Hick urges domestic batsmen to follow Khawaja’s example

Australia’s batting coach Graeme Hick hopes Usman Khawaja’s epic century in the first Test against Pakistan will inspire batsmen in domestic cricket to score more hundreds.

Khawaja’s batted for 524 minutes, the second-longest fourth innings in the history of all Tests, to help the Aussies save the first Test against Pakistan in Dubai.

There has been decline in the number of centuries scored in the last few season’s in the Sheffield Shield, Australia first-class competition, with only 44 hundreds struck last season.

Over the past 25 years, there have been only seven seasons with fewer than 50 hundreds in the Sheffield Shield, and six of those have come in the past eight summers with the introduction of T20 having an impact on batting for long periods in red-ball cricket.

Hick, a former England Test player who scored 136 first-class tons, says Australia coach Justin Langer’s message to Australia’s domestic cricketers is to bat big and they will be considered for selection.

ALSO READ: Khawaja worked his ‘backside off’ for epic Test century

In quotes published on ESPNCricinfo, Hick said: “The message JL has been saying is get runs or get wickets to get picked. You’re wanting to see that hunger in state land, see players starting to convert hundreds now.

“Over the next year or so, we may be able to look at the Shield stats and see. Last season, I think there was only 44 hundreds scored; this next season, it might be 50 or 55, as it has been in the past.

“Whatever cricket you’re playing, as a batter you deal in hundreds, in any form of the game, especially in Test cricket.

“You want to be able to bat for five or six hours, and it takes a lot of different ingredients. So do that and then you put your name in the hat.”
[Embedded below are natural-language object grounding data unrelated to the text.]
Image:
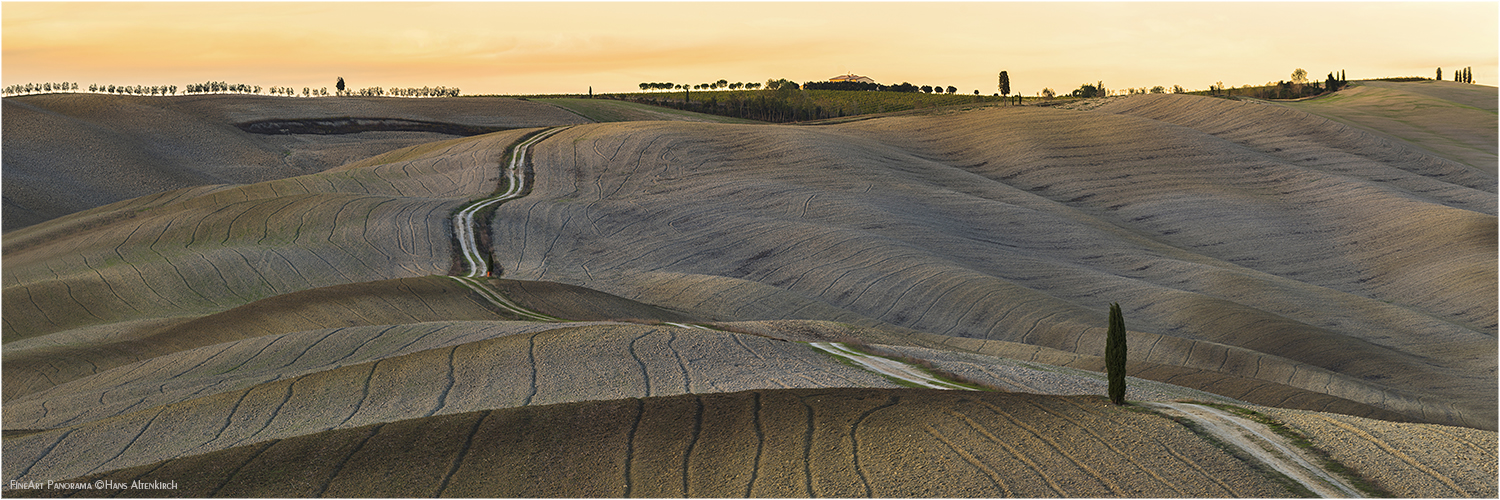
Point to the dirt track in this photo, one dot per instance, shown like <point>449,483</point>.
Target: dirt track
<point>1263,445</point>
<point>1266,254</point>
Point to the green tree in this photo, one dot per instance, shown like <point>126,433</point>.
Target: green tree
<point>1115,355</point>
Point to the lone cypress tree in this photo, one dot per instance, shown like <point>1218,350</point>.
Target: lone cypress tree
<point>1115,355</point>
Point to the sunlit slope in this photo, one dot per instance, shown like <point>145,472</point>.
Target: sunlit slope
<point>42,362</point>
<point>762,443</point>
<point>65,153</point>
<point>1370,280</point>
<point>206,249</point>
<point>1446,117</point>
<point>281,386</point>
<point>611,110</point>
<point>1407,460</point>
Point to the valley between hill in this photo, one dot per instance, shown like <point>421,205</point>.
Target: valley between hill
<point>666,280</point>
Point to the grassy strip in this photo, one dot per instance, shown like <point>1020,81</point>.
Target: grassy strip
<point>486,215</point>
<point>1233,451</point>
<point>609,110</point>
<point>1301,440</point>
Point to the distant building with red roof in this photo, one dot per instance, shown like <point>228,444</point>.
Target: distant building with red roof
<point>851,77</point>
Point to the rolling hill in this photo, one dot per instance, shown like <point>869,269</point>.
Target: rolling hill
<point>65,153</point>
<point>1311,269</point>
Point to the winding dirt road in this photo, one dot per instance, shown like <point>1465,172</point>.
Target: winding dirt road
<point>1262,443</point>
<point>464,221</point>
<point>1254,439</point>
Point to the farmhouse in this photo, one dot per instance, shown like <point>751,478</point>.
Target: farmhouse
<point>851,77</point>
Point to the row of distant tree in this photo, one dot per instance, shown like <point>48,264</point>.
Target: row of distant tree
<point>707,86</point>
<point>228,87</point>
<point>1463,75</point>
<point>783,83</point>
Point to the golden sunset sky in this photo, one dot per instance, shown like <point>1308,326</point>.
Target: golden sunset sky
<point>567,47</point>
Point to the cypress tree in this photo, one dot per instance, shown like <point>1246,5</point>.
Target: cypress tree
<point>1115,355</point>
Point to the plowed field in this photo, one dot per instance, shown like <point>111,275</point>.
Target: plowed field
<point>659,284</point>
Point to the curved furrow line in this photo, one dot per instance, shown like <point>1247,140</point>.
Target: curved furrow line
<point>1128,430</point>
<point>807,448</point>
<point>462,454</point>
<point>230,476</point>
<point>365,395</point>
<point>759,443</point>
<point>854,443</point>
<point>1467,443</point>
<point>645,376</point>
<point>344,461</point>
<point>101,464</point>
<point>1398,454</point>
<point>692,442</point>
<point>1020,457</point>
<point>443,397</point>
<point>42,455</point>
<point>1061,449</point>
<point>630,446</point>
<point>1107,443</point>
<point>989,472</point>
<point>272,418</point>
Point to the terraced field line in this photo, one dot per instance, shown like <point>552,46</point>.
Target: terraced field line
<point>1263,445</point>
<point>876,364</point>
<point>887,367</point>
<point>501,302</point>
<point>464,221</point>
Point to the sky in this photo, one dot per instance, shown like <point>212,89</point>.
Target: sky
<point>570,47</point>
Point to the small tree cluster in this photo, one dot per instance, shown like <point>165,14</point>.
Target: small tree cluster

Hick also said players are wasting opportunities to spend time in the middle as they know they will get another innings in another format not long after.

The only way to learn to bat long and not give your wicket away, according to Hick, is out in the middle.

The former England batsman said: “Try and learn how your length of innings ebbs and flows through the day. If you don’t do that there, try to do it in Test cricket for the first time under that pressure, and in that environment like Uzzie (Khawaja) did, it’s just not going to happen.

“There is a difference, and maybe opportunities are wasted at times, with the way players are playing a far more attacking, aggressive game these days, that’s different to maybe 10 years ago.”

Hick will hope Australia takes the momentum of the heroic draw from Dubai into the second and final Test of the series that starts in Abu Dhabi on Tuesday.